Por Larissa Guimarães — Especial para o Correio — Morando na periferia de São Paulo e com uma rotina puxada, a assistente de enfermagem Lilia Guerra chegou longe: tornou-se uma escritora prestigiada, com reconhecimento na 21ª Festa Literária Internacional de Paraty (Flip). Seu livro, O céu para os bastardos, foi muito elogiado pela crítica, pois retrata o cotidiano na periferia com todas as suas dificuldades e singularidades.
Boa parte do rico universo de personagens criados por Lilia surgiu no seu caminho de casa para o trabalho, ou seja, dentro do ônibus. “Eu comecei assim. Às vezes, as pessoas falam: ‘olha lá, a escritora do ônibus’’, explicou a autora e servidora pública, de 47 anos. “Gosto muito de falar sobre o livro, sobre os personagens”, complementou.
Lilia foi a convidada especial desta quinta-feira (23/11) da Casa República.org, que participa pelo segundo ano consecutivo da Flip. Para uma plateia que lotou um dos casarões do centro histórico de Paraty, a autora contou que também aproveitava os intervalos dos plantões na unidade de saúde do Sistema Único de Saúde (SUS) em que trabalha para escrever.
“Tinha muitas brincadeiras sobre isso. Às vezes, eu estava no meu horário de jantar, pegava meu notebook, e algum colega falava: ‘lá vai a escritora’. Eu retrucava: ‘vou colocar você no meu livro’”, lembrou, sorridente.
Segundo ela, escrever “nos intervalos” da vida não foi uma escolha, mas uma forma que conseguiu de levar suas histórias para o público. “Queria ter uma semana, um mês para escrever. Mas eu olhava e via que não dava. Queria ter mais tempo, ter me dedicado mais”, lamentou. “Se eu ficasse esperando o dia que eu pudesse, talvez eu nunca tivesse começado”, revelou, mais adiante.
Origens
Na condução, Lilia sempre levava material para escrever, além de crochê, um livro para ler, fone de ouvido e até material de estudo, na época que iria concorrer à vaga do concurso público. “Pegava o trem, abria o livro nas costas do mais alto e falava: ‘licença, moço, vou colocar meu livro nas suas costas’. E ali eu ia fazendo as coisas, a gente se habitua a fazer, né”, explicou.

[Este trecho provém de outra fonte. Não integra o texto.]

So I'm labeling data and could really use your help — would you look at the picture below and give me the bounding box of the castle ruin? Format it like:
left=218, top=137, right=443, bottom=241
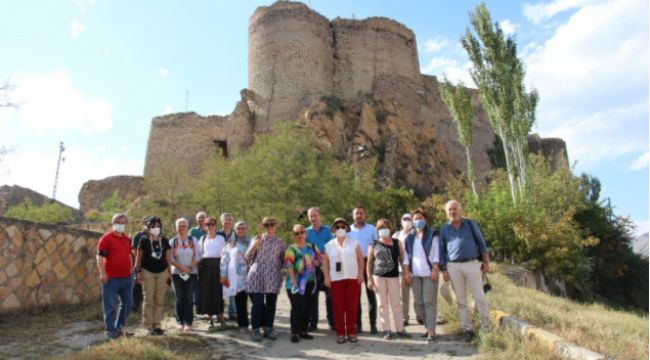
left=144, top=1, right=566, bottom=200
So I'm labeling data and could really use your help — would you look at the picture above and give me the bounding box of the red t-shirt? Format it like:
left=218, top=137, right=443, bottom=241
left=97, top=231, right=132, bottom=278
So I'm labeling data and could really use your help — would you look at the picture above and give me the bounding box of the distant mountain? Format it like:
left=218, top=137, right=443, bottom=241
left=0, top=185, right=83, bottom=222
left=632, top=233, right=648, bottom=258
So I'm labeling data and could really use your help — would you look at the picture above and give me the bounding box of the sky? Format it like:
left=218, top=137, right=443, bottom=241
left=0, top=0, right=650, bottom=233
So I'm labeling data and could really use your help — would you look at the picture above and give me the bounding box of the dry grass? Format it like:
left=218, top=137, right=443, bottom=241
left=439, top=264, right=648, bottom=359
left=61, top=334, right=212, bottom=360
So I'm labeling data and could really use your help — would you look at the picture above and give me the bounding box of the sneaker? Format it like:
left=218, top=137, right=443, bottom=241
left=264, top=328, right=278, bottom=340
left=397, top=330, right=411, bottom=339
left=463, top=330, right=476, bottom=342
left=251, top=329, right=264, bottom=342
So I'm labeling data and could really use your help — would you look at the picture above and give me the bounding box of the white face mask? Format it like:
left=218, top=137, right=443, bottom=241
left=402, top=220, right=413, bottom=230
left=113, top=224, right=126, bottom=234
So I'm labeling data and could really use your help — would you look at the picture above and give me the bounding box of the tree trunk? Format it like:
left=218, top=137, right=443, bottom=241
left=499, top=124, right=517, bottom=205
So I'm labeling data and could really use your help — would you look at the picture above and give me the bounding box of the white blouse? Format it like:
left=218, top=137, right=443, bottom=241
left=199, top=234, right=226, bottom=258
left=325, top=237, right=359, bottom=281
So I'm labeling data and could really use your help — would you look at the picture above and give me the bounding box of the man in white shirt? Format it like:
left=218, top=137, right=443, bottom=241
left=348, top=206, right=379, bottom=334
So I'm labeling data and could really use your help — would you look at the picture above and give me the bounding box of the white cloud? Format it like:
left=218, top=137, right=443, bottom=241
left=629, top=151, right=650, bottom=171
left=0, top=70, right=113, bottom=134
left=525, top=0, right=648, bottom=163
left=524, top=0, right=603, bottom=24
left=0, top=144, right=143, bottom=207
left=74, top=0, right=95, bottom=13
left=70, top=19, right=86, bottom=39
left=424, top=36, right=449, bottom=53
left=421, top=56, right=474, bottom=86
left=499, top=19, right=519, bottom=35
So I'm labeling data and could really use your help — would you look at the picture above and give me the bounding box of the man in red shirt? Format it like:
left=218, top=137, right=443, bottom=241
left=97, top=214, right=133, bottom=339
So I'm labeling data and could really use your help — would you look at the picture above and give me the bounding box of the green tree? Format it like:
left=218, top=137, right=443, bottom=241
left=461, top=3, right=523, bottom=205
left=440, top=79, right=477, bottom=196
left=3, top=198, right=74, bottom=224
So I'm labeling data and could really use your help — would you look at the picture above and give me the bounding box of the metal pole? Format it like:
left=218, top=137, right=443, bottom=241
left=52, top=141, right=65, bottom=200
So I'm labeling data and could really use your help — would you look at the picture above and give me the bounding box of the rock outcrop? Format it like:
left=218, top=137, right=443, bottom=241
left=0, top=185, right=83, bottom=221
left=79, top=175, right=145, bottom=214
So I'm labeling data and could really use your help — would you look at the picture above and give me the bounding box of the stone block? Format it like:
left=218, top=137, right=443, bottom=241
left=38, top=229, right=52, bottom=243
left=2, top=293, right=20, bottom=310
left=25, top=270, right=41, bottom=288
left=36, top=257, right=52, bottom=276
left=34, top=247, right=47, bottom=264
left=52, top=262, right=70, bottom=281
left=44, top=239, right=57, bottom=255
left=5, top=262, right=18, bottom=278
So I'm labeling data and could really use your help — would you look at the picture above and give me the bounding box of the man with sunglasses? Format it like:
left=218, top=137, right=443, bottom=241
left=307, top=207, right=334, bottom=331
left=348, top=206, right=379, bottom=334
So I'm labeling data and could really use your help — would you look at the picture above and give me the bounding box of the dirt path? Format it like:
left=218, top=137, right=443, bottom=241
left=157, top=292, right=479, bottom=360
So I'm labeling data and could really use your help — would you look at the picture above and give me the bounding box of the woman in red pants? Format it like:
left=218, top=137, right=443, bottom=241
left=322, top=218, right=364, bottom=344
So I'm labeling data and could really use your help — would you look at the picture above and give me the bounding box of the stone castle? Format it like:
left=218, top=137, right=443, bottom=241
left=137, top=1, right=566, bottom=196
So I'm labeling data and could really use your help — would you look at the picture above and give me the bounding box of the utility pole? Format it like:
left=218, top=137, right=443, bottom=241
left=52, top=141, right=65, bottom=200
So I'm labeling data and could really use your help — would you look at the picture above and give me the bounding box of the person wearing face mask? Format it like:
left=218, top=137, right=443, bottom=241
left=221, top=221, right=250, bottom=333
left=246, top=217, right=285, bottom=341
left=366, top=219, right=411, bottom=340
left=393, top=213, right=416, bottom=326
left=135, top=216, right=171, bottom=335
left=96, top=213, right=133, bottom=339
left=322, top=218, right=364, bottom=344
left=405, top=209, right=440, bottom=343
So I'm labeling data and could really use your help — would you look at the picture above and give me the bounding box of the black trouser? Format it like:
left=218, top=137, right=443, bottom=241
left=357, top=258, right=377, bottom=330
left=235, top=291, right=248, bottom=328
left=251, top=293, right=278, bottom=330
left=309, top=267, right=334, bottom=327
left=287, top=281, right=314, bottom=334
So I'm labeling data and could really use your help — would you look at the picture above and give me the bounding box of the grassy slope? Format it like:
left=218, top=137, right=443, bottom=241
left=439, top=265, right=648, bottom=359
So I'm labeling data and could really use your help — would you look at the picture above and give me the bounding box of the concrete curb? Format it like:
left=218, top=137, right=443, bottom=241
left=490, top=310, right=608, bottom=360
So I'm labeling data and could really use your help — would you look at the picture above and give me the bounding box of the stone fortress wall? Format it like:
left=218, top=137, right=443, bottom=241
left=0, top=217, right=102, bottom=312
left=139, top=1, right=566, bottom=200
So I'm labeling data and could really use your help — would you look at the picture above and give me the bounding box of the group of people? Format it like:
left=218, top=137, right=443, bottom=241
left=97, top=200, right=489, bottom=344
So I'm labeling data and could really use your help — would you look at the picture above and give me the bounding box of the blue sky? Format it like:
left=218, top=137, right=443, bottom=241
left=0, top=0, right=649, bottom=232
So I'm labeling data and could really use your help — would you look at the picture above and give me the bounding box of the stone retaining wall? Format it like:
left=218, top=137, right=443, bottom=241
left=0, top=217, right=102, bottom=312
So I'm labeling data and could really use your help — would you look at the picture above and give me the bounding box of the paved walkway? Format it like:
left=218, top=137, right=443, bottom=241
left=159, top=292, right=479, bottom=360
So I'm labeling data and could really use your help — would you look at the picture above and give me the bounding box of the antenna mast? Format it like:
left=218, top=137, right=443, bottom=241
left=52, top=141, right=65, bottom=200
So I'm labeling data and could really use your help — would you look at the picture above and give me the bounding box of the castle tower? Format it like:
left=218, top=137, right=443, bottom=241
left=248, top=1, right=334, bottom=131
left=331, top=17, right=420, bottom=101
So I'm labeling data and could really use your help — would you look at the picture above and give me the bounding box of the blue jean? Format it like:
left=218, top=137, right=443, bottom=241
left=251, top=293, right=278, bottom=330
left=172, top=274, right=197, bottom=326
left=102, top=276, right=133, bottom=334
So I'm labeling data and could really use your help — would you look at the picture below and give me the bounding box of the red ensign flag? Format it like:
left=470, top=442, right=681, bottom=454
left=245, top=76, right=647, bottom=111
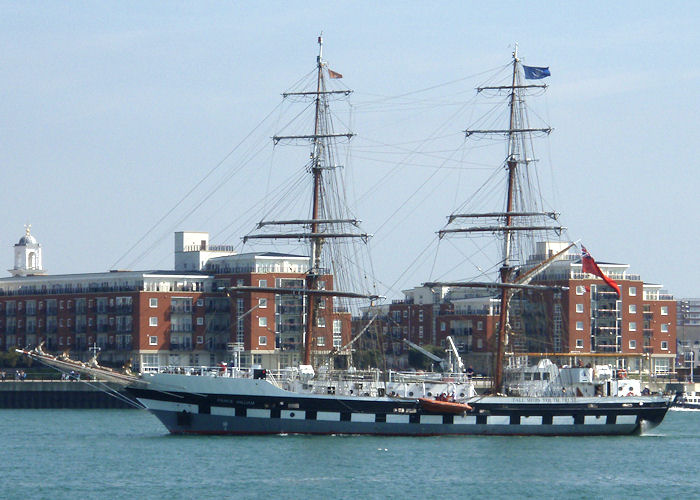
left=581, top=245, right=621, bottom=297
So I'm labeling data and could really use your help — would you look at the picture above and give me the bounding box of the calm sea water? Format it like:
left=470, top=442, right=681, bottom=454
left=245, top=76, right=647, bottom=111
left=0, top=410, right=700, bottom=500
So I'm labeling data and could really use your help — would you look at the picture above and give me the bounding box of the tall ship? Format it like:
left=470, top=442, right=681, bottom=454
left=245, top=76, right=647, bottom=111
left=21, top=37, right=669, bottom=436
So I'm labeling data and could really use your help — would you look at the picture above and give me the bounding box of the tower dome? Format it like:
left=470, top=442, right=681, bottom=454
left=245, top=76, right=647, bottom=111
left=10, top=224, right=46, bottom=276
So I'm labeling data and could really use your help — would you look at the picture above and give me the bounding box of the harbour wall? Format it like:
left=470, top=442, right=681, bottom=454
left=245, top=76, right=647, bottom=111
left=0, top=380, right=133, bottom=409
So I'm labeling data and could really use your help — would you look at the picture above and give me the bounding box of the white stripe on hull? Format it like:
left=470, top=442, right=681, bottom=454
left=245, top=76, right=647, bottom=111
left=145, top=410, right=638, bottom=436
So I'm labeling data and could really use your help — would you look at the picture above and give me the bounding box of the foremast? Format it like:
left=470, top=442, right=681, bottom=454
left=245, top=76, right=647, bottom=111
left=239, top=34, right=378, bottom=365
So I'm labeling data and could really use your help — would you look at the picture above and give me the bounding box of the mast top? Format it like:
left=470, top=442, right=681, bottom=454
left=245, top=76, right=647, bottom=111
left=316, top=31, right=323, bottom=69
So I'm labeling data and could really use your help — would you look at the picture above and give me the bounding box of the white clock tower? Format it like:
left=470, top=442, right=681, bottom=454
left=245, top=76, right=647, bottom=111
left=10, top=224, right=46, bottom=276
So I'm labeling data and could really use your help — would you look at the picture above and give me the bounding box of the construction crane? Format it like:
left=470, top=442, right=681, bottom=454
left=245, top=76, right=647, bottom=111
left=403, top=335, right=464, bottom=373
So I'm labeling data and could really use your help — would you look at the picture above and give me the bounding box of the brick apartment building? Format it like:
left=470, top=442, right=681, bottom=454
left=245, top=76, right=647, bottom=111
left=0, top=228, right=350, bottom=370
left=370, top=242, right=676, bottom=374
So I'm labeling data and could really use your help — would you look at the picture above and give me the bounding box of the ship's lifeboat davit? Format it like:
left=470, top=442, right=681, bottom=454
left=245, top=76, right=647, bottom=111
left=418, top=398, right=472, bottom=414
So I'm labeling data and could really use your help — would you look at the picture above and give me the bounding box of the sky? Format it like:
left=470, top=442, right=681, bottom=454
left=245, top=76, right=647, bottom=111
left=0, top=1, right=700, bottom=298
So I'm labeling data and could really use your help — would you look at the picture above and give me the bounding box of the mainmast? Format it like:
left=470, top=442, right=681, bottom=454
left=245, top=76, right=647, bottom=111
left=427, top=44, right=564, bottom=392
left=493, top=44, right=518, bottom=392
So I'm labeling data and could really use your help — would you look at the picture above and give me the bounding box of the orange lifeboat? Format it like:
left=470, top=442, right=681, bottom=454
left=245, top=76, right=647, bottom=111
left=418, top=398, right=472, bottom=414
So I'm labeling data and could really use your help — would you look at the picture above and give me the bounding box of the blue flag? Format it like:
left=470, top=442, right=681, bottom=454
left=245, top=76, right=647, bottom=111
left=523, top=64, right=552, bottom=80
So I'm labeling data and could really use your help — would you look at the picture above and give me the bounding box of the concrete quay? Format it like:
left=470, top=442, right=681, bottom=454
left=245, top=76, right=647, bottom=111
left=0, top=380, right=133, bottom=409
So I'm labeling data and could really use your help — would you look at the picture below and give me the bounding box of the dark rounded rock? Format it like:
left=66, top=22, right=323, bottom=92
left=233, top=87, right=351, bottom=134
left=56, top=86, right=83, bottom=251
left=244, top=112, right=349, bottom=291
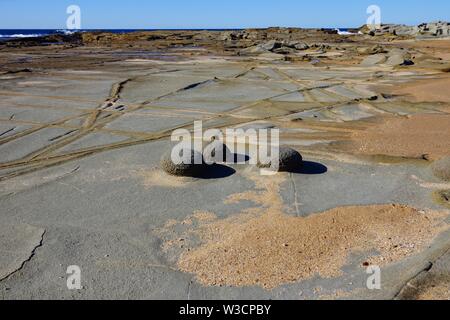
left=161, top=149, right=205, bottom=177
left=203, top=140, right=234, bottom=164
left=258, top=147, right=303, bottom=172
left=431, top=157, right=450, bottom=181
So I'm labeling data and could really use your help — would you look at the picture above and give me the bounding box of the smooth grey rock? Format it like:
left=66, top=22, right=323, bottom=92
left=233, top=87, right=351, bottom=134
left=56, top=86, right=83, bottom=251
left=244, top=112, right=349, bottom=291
left=432, top=157, right=450, bottom=181
left=258, top=147, right=303, bottom=172
left=161, top=149, right=204, bottom=177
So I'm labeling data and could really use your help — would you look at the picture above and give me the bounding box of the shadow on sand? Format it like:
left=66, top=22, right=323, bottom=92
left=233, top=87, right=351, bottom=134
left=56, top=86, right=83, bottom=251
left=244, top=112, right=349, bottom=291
left=289, top=161, right=328, bottom=175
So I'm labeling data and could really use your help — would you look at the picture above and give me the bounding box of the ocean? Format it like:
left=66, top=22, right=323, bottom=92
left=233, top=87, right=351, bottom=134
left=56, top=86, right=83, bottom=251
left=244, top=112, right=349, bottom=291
left=0, top=28, right=356, bottom=41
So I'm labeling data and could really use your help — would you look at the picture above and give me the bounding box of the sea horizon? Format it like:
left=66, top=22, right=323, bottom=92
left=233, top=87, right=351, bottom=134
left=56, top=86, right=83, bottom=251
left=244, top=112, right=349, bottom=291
left=0, top=27, right=354, bottom=40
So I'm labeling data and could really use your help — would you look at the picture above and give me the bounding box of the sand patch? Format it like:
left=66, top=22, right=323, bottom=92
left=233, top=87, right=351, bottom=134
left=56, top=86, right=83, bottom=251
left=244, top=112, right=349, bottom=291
left=351, top=114, right=450, bottom=159
left=159, top=170, right=449, bottom=289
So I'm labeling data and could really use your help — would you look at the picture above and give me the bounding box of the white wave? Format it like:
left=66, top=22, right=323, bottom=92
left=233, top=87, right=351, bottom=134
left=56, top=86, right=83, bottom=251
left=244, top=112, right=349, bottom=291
left=336, top=29, right=355, bottom=36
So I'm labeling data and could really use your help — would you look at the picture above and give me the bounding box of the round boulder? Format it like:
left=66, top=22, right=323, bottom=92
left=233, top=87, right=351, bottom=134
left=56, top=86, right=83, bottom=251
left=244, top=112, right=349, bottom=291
left=161, top=149, right=205, bottom=177
left=258, top=147, right=303, bottom=172
left=431, top=157, right=450, bottom=181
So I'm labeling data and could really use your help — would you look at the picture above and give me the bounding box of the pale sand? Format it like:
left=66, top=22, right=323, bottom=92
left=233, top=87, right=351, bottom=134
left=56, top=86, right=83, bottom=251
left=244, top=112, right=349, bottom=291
left=160, top=174, right=448, bottom=289
left=351, top=114, right=450, bottom=159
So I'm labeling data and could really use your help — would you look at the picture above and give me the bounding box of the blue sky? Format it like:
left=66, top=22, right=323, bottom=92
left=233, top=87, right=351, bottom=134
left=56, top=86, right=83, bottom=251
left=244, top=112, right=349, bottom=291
left=0, top=0, right=450, bottom=29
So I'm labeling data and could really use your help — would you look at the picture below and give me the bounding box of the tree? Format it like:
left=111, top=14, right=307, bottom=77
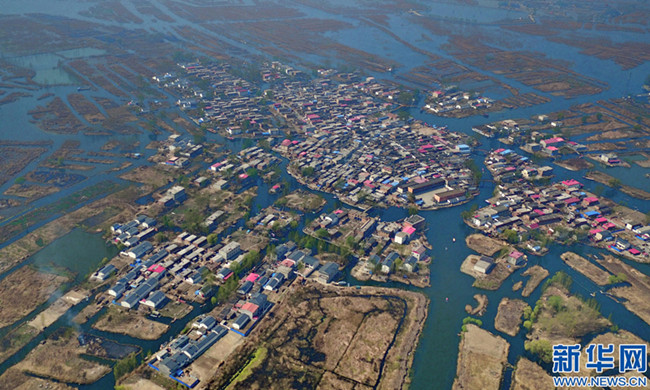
left=524, top=340, right=553, bottom=363
left=207, top=233, right=219, bottom=246
left=113, top=353, right=138, bottom=380
left=300, top=167, right=315, bottom=177
left=396, top=91, right=415, bottom=106
left=503, top=229, right=519, bottom=244
left=547, top=295, right=564, bottom=313
left=316, top=228, right=330, bottom=239
left=607, top=177, right=623, bottom=188
left=154, top=232, right=167, bottom=244
left=397, top=110, right=411, bottom=121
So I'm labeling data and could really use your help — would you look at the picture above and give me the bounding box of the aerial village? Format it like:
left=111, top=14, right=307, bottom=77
left=467, top=155, right=650, bottom=262
left=69, top=63, right=466, bottom=388
left=27, top=58, right=650, bottom=388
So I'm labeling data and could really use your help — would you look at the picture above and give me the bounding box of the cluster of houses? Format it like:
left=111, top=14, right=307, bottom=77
left=424, top=90, right=493, bottom=115
left=470, top=179, right=650, bottom=260
left=264, top=73, right=474, bottom=207
left=148, top=315, right=228, bottom=388
left=160, top=134, right=203, bottom=168
left=154, top=63, right=300, bottom=136
left=485, top=148, right=553, bottom=183
left=208, top=146, right=280, bottom=185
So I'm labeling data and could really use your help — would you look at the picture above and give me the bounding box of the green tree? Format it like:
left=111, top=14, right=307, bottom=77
left=113, top=353, right=138, bottom=380
left=503, top=229, right=519, bottom=244
left=300, top=167, right=315, bottom=177
left=316, top=228, right=330, bottom=239
left=524, top=339, right=553, bottom=363
left=607, top=177, right=623, bottom=188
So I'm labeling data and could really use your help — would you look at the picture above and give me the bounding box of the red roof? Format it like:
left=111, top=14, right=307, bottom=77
left=241, top=302, right=259, bottom=313
left=544, top=137, right=564, bottom=144
left=562, top=179, right=582, bottom=187
left=510, top=251, right=524, bottom=259
left=402, top=226, right=415, bottom=236
left=244, top=272, right=260, bottom=283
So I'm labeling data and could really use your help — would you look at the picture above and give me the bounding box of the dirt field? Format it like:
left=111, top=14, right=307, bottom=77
left=460, top=255, right=514, bottom=290
left=521, top=265, right=548, bottom=297
left=0, top=188, right=141, bottom=272
left=210, top=283, right=427, bottom=389
left=0, top=323, right=39, bottom=366
left=189, top=332, right=246, bottom=389
left=465, top=294, right=488, bottom=316
left=555, top=158, right=594, bottom=171
left=494, top=298, right=528, bottom=337
left=560, top=252, right=610, bottom=286
left=0, top=368, right=74, bottom=390
left=598, top=256, right=650, bottom=324
left=4, top=184, right=60, bottom=202
left=585, top=171, right=650, bottom=200
left=0, top=266, right=68, bottom=328
left=28, top=297, right=72, bottom=332
left=512, top=357, right=555, bottom=390
left=453, top=324, right=510, bottom=390
left=93, top=306, right=169, bottom=340
left=277, top=190, right=326, bottom=213
left=15, top=328, right=111, bottom=384
left=120, top=166, right=174, bottom=188
left=529, top=285, right=612, bottom=344
left=465, top=234, right=508, bottom=256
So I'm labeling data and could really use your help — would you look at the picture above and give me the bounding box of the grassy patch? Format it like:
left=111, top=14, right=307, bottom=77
left=227, top=347, right=269, bottom=390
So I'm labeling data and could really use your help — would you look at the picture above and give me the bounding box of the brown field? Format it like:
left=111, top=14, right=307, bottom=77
left=68, top=93, right=106, bottom=124
left=598, top=256, right=650, bottom=324
left=555, top=158, right=594, bottom=171
left=277, top=190, right=326, bottom=213
left=465, top=234, right=508, bottom=256
left=120, top=166, right=174, bottom=188
left=0, top=323, right=39, bottom=366
left=0, top=367, right=74, bottom=390
left=512, top=357, right=555, bottom=390
left=465, top=294, right=488, bottom=316
left=15, top=328, right=111, bottom=384
left=209, top=284, right=426, bottom=389
left=0, top=145, right=47, bottom=185
left=560, top=252, right=611, bottom=286
left=521, top=265, right=548, bottom=297
left=494, top=298, right=528, bottom=337
left=93, top=306, right=169, bottom=340
left=453, top=324, right=510, bottom=390
left=529, top=286, right=612, bottom=344
left=460, top=255, right=514, bottom=290
left=0, top=266, right=68, bottom=328
left=4, top=184, right=60, bottom=202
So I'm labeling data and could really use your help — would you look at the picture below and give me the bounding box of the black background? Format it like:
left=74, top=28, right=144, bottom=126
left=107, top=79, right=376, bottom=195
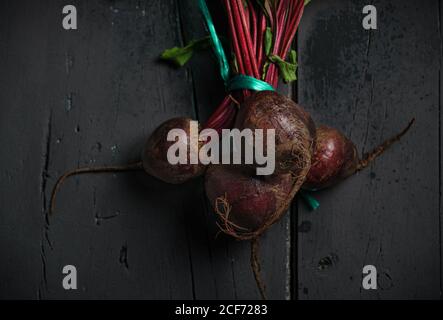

De origem humilde, a técnica de enfermagem viu várias mulheres de sua família inseridas no trabalho doméstico: mãe, avó e tia. Mesmo não tendo sido alfabetizada, a avó de Lilia foi uma referência importante para o seu despertar para o mundo das letras. “Ela botava os discos de Clara Nunes em casa, ficávamos ouvindo aquelas palavras bonitas”, lembrou a escritora.
Na infância, leu muitos clássicos, como a A bolsa Amarela, de Lygia Bojunga, na biblioteca da escola pública. “A minha ‘tia’ lá da biblioteca não ficava falando para mim: lê isso, lê aquilo. Ela falava: ô, menina, pode ler tudo que estiver aqui, leia o que quiser.”
Como servidora pública, Lilia contou à plateia, na Flip, que o funcionalismo a ajudou durante a sua trajetória. “Acho que o serviço público funciona. Defendo o SUS com todo o meu coração, e sou SUS-dependente também. Nós todos somos educadores em saúde”, concluiu.
Além de O céu para os bastardos (editora Todavia), Lilia Guerra escreveu o livro de crônicas Perifobia e os romances Rua do Larguinho e Amor Avenida, todos publicados pela editora Patuá.